The Sorolla Museum is located at the former family residence and studio of the painter Joaquín Sorolla y Bastida. It was built by the architect Enrique María de Repullés in 1911 on Paseo General Martínez Campos in Madrid. It is therefore a house/museum that preserves all the original spaces and environments of the painter’s home and studio.
Both in terms of its construction and domestic use, the specificities of the Sorolla Home have determined limitations to the spatial and functional distribution of this building since it was adapted to be used as the Sorolla Museum in 1931. In this sense, the Museum must offer a series of services to both visitors and cultural heritage assets in its custody which it is currently unable to offer, or whose conditions are highly limited due to its spaces being restricted and constrained by its condition as a historical site.

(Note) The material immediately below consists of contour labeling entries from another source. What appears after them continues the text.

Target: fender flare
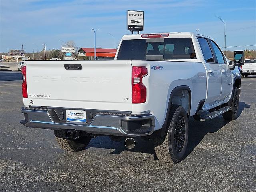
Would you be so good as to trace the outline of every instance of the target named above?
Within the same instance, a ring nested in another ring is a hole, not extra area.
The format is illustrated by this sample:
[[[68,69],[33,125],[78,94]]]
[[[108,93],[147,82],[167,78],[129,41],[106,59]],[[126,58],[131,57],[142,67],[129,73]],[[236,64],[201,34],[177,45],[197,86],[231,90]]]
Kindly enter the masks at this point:
[[[169,114],[170,113],[170,111],[171,109],[172,106],[172,99],[174,94],[177,91],[182,90],[187,90],[188,91],[188,117],[189,117],[189,116],[190,113],[190,108],[191,107],[191,90],[188,86],[187,85],[180,85],[177,86],[174,88],[169,98],[169,102],[168,102],[168,106],[167,107],[167,110],[166,110],[166,113],[165,115],[165,118],[164,120],[164,122],[163,124],[162,128],[160,129],[161,131],[161,135],[162,136],[164,136],[165,134],[166,129],[166,126],[167,124],[167,122],[168,121],[168,118],[169,118]]]
[[[231,97],[230,98],[230,99],[229,101],[228,101],[228,106],[231,106],[231,105],[232,105],[232,103],[233,102],[233,96],[234,96],[234,91],[235,90],[235,82],[236,82],[236,81],[238,79],[239,79],[240,80],[240,86],[241,86],[241,77],[240,77],[240,76],[236,76],[235,77],[235,78],[234,79],[234,81],[233,82],[233,88],[232,89],[232,94],[231,94]],[[240,93],[239,92],[239,94],[240,94]]]

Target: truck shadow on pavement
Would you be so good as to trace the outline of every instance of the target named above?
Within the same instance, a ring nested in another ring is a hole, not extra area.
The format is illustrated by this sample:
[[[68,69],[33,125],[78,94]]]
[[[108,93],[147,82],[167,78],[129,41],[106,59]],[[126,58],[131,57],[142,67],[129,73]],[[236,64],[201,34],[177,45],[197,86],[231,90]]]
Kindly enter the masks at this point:
[[[250,108],[250,105],[246,104],[244,102],[239,102],[238,118],[245,108]],[[188,148],[185,158],[196,147],[205,135],[208,133],[212,133],[218,131],[230,122],[225,120],[222,115],[206,122],[196,121],[193,118],[190,118]]]
[[[250,107],[250,105],[247,104],[243,102],[240,102],[238,116],[240,116],[245,108]],[[193,151],[206,134],[218,131],[229,122],[224,120],[222,115],[206,122],[196,121],[192,117],[191,117],[189,121],[188,141],[185,158]],[[126,148],[124,142],[124,140],[120,142],[114,142],[108,137],[100,137],[92,142],[91,142],[88,147],[113,149],[114,150],[110,153],[113,154],[120,154],[123,151],[129,150],[133,152],[152,154],[154,155],[154,159],[157,160],[155,154],[152,141],[148,142],[141,138],[138,138],[136,141],[135,147],[130,150]]]
[[[0,72],[0,81],[18,81],[22,80],[22,74],[21,72]]]

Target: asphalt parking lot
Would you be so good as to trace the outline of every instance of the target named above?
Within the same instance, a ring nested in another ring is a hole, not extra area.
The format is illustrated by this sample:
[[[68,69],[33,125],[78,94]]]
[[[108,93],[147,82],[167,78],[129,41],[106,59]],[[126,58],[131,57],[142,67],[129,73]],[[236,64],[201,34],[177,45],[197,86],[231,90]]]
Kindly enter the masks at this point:
[[[16,62],[3,62],[1,63],[0,70],[1,71],[15,71],[17,70]]]
[[[152,143],[129,150],[108,137],[86,149],[59,148],[53,131],[26,128],[20,72],[0,72],[0,191],[256,191],[256,76],[242,78],[238,118],[189,120],[187,156],[154,159]]]

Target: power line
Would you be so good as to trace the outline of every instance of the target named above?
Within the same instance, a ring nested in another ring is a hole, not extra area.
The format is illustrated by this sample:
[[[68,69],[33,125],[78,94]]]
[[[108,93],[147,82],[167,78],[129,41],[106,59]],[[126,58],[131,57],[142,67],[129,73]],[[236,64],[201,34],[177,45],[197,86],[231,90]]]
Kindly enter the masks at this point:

Given the great attractiveness of the Sorolla Home, it is largely preserved as Joaquín Sorolla himself and his family had left it. Therefore, the impossibility arises of offering a complete and guaranteed series of services and functions. Thus, the Sorolla Museum does not currently have adequate spaces for a restoration studio, cultural heritage asset storage facility, educational workshops, temporary exhibitions, assembly hall, group meeting point, cultural heritage asset loading dock, etc.
Over the course of its more than ninety-year history, interventions have been made on several of the Museum’s spaces in attempts to overcome many of the aforementioned shortcomings. Some of the most significant interventions include those that took place in the early 1940s (creation of new exhibition halls on the first floor of the house), mid-50s (partial refurbishment of the household staircase and the creation of the drawing room), mid to late 80s (creation of new exhibition halls, later converted into storage facilities for housings cultural heritage assets, and restoration of the gardens), and the early 2000s (renovation of museography and incorporation of climate control systems in the painter’s studios).
Nevertheless, all these interventions were only partial in scope. Therefore, at no point has there been a comprehensive intervention on the current Sorolla Museum as a whole.